D’altérations en transformations, et jusque dans les années 1950, durant lesquelles la tradition est tombée en désuétude, c’est une petite file élue par ses camarades pour sa beauté et sa sagesse, parée de fleurs et vêtue de blanc qui sera couronnée « Belle de Mai » . Les petits sous, quêtés par ses compagnes, serviront à l’élaboration d’un goûter.
Cette tradition, restée vivace à Marseille, en a laissé des traces dans la toponymie de la ville dont un des quartiers porte encore le nom de Belle de Mai dans le 3ème arrondissement.

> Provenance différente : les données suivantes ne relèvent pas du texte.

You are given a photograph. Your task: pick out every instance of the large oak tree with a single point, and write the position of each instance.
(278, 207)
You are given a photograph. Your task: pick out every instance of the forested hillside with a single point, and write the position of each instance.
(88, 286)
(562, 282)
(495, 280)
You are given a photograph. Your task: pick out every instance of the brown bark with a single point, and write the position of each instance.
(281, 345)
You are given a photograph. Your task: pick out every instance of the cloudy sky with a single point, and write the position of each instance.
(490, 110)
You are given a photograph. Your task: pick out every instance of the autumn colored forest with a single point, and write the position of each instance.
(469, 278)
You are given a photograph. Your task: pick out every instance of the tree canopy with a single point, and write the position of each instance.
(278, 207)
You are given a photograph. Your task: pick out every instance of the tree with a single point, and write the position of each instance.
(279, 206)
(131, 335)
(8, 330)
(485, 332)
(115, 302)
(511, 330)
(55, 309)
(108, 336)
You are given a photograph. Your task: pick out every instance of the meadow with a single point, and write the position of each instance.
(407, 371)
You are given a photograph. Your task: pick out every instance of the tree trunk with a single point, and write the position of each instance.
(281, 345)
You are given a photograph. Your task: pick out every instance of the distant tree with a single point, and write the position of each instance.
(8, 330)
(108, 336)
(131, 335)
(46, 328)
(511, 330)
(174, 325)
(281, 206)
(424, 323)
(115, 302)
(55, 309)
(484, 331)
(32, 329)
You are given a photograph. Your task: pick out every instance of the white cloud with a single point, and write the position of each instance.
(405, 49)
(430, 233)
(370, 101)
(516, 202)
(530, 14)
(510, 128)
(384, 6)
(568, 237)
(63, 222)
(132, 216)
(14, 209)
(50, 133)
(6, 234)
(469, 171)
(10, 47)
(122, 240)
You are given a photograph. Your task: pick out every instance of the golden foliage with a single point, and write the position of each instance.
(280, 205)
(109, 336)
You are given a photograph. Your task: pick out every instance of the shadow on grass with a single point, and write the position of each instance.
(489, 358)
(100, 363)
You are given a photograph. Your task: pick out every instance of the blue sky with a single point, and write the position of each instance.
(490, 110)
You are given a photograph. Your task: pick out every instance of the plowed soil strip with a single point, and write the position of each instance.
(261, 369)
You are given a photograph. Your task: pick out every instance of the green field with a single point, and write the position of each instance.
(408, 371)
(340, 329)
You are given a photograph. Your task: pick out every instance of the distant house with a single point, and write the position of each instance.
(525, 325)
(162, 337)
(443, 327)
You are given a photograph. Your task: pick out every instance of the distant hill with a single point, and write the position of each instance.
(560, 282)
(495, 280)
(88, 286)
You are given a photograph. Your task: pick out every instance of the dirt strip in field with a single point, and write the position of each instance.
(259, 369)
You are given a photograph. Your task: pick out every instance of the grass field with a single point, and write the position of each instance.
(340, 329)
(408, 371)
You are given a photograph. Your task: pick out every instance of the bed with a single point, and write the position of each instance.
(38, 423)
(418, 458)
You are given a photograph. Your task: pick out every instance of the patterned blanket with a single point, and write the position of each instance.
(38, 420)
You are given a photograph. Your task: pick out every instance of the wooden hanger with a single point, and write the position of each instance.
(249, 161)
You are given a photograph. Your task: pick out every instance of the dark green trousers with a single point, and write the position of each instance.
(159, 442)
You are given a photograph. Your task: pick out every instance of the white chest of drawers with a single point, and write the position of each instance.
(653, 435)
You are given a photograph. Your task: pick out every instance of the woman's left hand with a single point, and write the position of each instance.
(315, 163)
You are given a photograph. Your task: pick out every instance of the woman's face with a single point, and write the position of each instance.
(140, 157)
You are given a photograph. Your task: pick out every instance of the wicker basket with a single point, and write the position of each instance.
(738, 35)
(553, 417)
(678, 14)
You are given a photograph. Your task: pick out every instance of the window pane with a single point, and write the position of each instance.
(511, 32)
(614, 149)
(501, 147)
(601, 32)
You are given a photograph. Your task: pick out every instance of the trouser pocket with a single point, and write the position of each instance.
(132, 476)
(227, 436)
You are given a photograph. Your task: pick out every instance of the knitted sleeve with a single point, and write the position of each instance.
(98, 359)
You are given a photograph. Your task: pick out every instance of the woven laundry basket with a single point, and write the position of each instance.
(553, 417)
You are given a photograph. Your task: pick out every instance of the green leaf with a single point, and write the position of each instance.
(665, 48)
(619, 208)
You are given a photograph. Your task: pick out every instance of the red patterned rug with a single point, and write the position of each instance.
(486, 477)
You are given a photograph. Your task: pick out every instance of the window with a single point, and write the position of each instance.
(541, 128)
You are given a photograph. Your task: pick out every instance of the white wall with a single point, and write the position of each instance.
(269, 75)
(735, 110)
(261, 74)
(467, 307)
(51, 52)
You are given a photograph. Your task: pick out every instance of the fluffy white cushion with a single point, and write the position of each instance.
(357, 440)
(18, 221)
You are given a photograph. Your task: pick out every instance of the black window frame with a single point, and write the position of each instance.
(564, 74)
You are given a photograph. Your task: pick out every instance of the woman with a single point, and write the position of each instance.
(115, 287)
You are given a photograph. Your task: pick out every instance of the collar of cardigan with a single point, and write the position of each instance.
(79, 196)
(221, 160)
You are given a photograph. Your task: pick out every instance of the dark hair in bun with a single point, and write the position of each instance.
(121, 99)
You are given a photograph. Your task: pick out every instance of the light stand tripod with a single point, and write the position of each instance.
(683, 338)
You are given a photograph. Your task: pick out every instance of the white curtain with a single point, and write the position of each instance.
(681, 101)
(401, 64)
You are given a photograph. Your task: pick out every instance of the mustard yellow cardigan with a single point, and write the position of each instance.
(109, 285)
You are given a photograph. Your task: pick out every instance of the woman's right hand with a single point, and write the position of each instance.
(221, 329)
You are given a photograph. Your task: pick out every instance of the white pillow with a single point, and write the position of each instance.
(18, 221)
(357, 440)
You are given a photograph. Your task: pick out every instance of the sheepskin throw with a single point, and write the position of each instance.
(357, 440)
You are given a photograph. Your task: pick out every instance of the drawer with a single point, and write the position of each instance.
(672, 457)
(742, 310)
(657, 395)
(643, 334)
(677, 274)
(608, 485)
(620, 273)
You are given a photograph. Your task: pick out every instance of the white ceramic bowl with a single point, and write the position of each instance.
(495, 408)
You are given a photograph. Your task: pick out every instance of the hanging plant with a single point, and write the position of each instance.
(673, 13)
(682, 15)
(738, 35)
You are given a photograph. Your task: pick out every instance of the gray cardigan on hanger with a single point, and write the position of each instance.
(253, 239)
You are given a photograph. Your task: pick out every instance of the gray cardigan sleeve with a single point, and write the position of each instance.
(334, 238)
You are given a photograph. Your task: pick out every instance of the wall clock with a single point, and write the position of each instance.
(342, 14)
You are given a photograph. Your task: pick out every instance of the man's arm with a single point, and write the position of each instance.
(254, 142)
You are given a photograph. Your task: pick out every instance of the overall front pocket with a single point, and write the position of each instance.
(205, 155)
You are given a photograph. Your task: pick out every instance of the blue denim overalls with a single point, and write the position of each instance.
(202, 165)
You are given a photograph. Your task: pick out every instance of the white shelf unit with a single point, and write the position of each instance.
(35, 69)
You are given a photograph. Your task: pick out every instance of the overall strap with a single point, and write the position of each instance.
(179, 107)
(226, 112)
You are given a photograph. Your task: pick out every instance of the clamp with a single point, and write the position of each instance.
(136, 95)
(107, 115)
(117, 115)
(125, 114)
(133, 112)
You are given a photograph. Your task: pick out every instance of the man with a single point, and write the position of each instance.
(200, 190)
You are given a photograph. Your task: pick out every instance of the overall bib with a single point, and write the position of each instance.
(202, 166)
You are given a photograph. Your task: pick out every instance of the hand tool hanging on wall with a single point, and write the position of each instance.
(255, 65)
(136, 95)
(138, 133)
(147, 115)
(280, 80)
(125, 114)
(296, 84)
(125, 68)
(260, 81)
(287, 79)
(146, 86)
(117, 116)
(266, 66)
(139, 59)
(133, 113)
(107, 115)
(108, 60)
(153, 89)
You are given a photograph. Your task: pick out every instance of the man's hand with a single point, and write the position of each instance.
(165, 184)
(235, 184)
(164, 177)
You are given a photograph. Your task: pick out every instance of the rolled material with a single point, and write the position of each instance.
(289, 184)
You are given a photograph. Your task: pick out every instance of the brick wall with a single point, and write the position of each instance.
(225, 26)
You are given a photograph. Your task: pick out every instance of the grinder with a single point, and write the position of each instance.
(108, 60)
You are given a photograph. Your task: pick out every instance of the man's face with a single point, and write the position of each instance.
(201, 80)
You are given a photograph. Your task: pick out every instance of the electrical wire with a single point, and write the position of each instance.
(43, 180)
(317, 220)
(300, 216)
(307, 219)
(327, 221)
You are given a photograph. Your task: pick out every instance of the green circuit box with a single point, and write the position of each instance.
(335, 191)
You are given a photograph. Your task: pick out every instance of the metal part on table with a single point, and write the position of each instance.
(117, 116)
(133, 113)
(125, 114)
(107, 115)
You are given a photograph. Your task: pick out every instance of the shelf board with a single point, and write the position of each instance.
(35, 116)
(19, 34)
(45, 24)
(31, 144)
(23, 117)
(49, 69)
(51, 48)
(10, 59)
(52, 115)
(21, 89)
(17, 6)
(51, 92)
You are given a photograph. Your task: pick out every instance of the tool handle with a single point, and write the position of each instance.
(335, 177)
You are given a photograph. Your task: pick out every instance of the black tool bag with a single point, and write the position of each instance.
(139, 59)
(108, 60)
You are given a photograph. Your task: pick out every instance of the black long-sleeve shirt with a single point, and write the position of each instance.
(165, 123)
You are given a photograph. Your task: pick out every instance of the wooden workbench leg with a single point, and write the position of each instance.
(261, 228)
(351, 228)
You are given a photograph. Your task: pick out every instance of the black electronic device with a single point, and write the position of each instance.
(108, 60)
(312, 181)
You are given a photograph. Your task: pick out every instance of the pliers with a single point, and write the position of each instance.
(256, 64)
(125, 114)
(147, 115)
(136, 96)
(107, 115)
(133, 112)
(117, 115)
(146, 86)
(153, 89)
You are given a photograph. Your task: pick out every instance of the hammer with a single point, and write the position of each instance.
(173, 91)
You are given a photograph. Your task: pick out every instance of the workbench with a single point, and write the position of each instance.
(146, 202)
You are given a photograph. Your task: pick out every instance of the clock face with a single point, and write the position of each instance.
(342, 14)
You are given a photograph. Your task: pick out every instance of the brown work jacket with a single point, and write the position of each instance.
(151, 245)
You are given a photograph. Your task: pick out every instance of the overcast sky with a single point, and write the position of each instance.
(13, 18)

Offrir le Mai aux filles, arbres de mai plantés sur les places, procession des Rogations sont des variantes de la célébration du mythe.

 LA MAIO A FOURQUES

Depuis 22 ans, le groupe folklorique de Fourques a remis à l’honneur cette fête, en choisissant parmi les fillettes d’une dizaine d’années, qui n’ont pas encore pris la coiffe en cravate, celle qui représentera ses membres pendant un an.

Parents et adultes assistent à cette élection.
Le jour du couronnement de l’enfant, le groupe invite à la manifestation d’autres groupes dont la section enfantine est active.
Le jour de la Fête, la petite Maio, vêtue de blanc, attend chez elle la calèche qui viendra la chercher pour la conduire à l’église du village pour assister en présence de tous les groupes à la messe.
A la sortie, elle ouvre le passo-carriero qui va la conduire jusqu’à la place d’Argence où elle est attendue par l’ensemble des groupes et par la population qui se fait un honneur d’être présente.
Au son des galoubets et des tambourins, la petite filles traverse une haie de cerceaux fleuris.
Pétales de roses à profusion, chants et danses accompagnent son couronnement par la précédente Maio.
C’est un grand moment d’émotion pour toutes les deux (et ne parlons pas des parents !). Puis, la cérémonie revêt un caractère officiel par la présentation de la petite Maio au Maire et à son conseil municipal.
La présence de la Reine d’Arles et de ses demoiselles d’honneur, des ambassadrices du Pays d’Arles ainsi que d’un représentant du Félibrige ajoute un éclat incontestable à cette manifestation. Et l’ensemble du village reconnaît une véritable identité à cette enfant.

L’après-midi, après le repas pris en commun, chants et danses aux prés, véritable fête champêtre clôturent une journée durant laquelle la petite enfance est mise à l’honneur.

Tout au long de l’année, la Maio représentera le groupe et participera aux différentes manifestations et rendez-vous auxquels celui-ci est convié.

Ce rassemblement enfantin prend chaque année plus d’ampleur. Ainsi en 2006, pas moins de 8 groupes sont conviés par l’Escolo d’Argenço, (l’Etoile de l’Avenir d’Arles (qui fête ses 100 ans cette année), L’Escolo di Tourre de Châteaurenard, Lei Farandoulaire Sestian d’Aix en Provence, La Ribambello de Tartarin de Tarascon, La Souco Tarascounenco deTarascon, Lou Riban Esteven de Saint Etienne du Grès, Les Enfants d’Aramon, Lou Roundelet Arlaten) portant le nombre des participants costumés à près de 200 personnes.

La fête sera agrémentée d’une superbe exposition de peinture, d’une exposition de photographie sur le thème « Enfance et Tradition, l’enfant dans son costume » de Christian Peter, et d’une exposition sur l’école dans les années 1900.

Au fil des siècles, le mythe allégorique de la fécondité a subi une lente modification et une perte de son sens primitif. Rituel célébrée uniquement par les femmes puis par les jeunes filles à marier, il est devenu une fête enfantine. Mais à travers l’enfance célébrée ce jour-là et qui porte en elle les promesses du futur, une part de ce mythe reste préservée.